Official NSF Award Description for the General Public

The research that the CAREER Award will support belongs to the context of dynamics and geometry. Dynamics is the study of the motion of bodies. Geometry is the study of shape (broadly understood) of objects and spaces.

More specifically, the CAREER Award will support Pelayo's research at the intersection of symplectic geometry, spectral theory and dynamics. Symplectic geometry has its roots in physics, and provides an appropriate mathematical framework to study many problems of physics and chemistry and their quantum counterparts.

Pelayo's research on this topic exhibits the interplay between mathematical and physical theories. Indeed, several groups of physicists and chemists working on modern quantum spectroscopy have been interested in seeing how mathematical methods can contribute to advance their research, and predict new physical phenomena. They have been particularly interested in understanding the global structure of joint energy-momentum spectra of small molecules.

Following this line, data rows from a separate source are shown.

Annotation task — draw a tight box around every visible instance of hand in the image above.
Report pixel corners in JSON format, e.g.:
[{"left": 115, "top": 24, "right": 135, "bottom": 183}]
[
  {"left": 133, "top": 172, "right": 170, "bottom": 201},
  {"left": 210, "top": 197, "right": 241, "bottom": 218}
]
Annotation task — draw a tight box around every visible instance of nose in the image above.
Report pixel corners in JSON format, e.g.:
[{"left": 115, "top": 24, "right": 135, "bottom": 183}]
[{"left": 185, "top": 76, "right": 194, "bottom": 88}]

Even more, they have recognized the pivotal role that mathematical invariants play in this problem. Their works have motivated a large number of mathematical questions. The physicists have asked whether one can single out an optimal set of mathematical invariants that would characterize a physical system and then detect these invariants in the spectrum of the system. The detection of the invariants in the system spectrum will allow us to reconstruct the system and hence predict new phenomena. The CAREER Award will support Pelayo's investigations into this crucial question.

These applications to quantum molecular spectroscopy are integrated in Pelayo's approach of employing methods from pure mathematics (symplectic and spectral theory, microlocal analysis) to address problems from the applied sciences. More generally, Pelayo's research is focused on a fundamental type of physical system, the so called integrable systems.

One can find direct applications of integrable systems in numerous contexts. Some such examples are nonlinear control, locomotion generation in robotics, elasticity theory, plasma physics, field theory and planetary mission design.